The case for next-generation network (NGN) femtocells is every bit as strong as it is for today’s 3G networks. Our research found that femtocells provide the best possible LTE and WiMAX user experience and improve the operator business case for the new networks while also offering alternative rollout models and supporting new services. One radio study concluded that femtocells allowed users to consistently receive data rates that were much closer to the LTE/WiMAX headline than those connected to macrocells.

Femtocells enable this performance by providing a household or enterprise with a whole cell’s capacity rather than sharing capacity with a much larger number of people. They also eliminate the in-building penetration issues associated with the use of high frequencies for mobile broadband. On the financial side, the business case for LTE or WiMAX actually improves with femtocells due to their offload capabilities.

NGN and 3G femtocells are also moving beyond the home. In response to demand from operators, the vendor community has already developed femtocells for the enterprise and is busy working on outdoor designs. Outdoor models can supply coverage in rural areas and capacity in dense urban locations. It is additionally easy to see how such models could have a dramatic impact in developing markets when paired with satellite backhaul.
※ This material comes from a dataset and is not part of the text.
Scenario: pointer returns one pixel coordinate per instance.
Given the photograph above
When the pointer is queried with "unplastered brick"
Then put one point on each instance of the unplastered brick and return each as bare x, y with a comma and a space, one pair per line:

In metropolitan areas where mobile broadband is rocketing, the impact of femtocells could be revolutionary. New macro basestations can take two years to deploy, whereas femtocells can be deployed in a fraction of the time. This is crucial when, for example, a new Starbucks store opens and its customers, browsing the Internet on their handsets or laptops, immediately suck the capacity out of a macro cell. In this instance, femtocells serve as the cellular equivalent of a rapid response team.

North American and Asian operators are also leading the calls for the development of new femtocell services that leverage the presence of the mobile device in the home or enterprise zone and use it to trigger different events. For instance, when consumers enter the home, their phone can automatically receive personalized reminders from family members, upload photos from their mobile device directly to their home network PC and/or digital picture frame, or download their favorite TV shows and podcasts.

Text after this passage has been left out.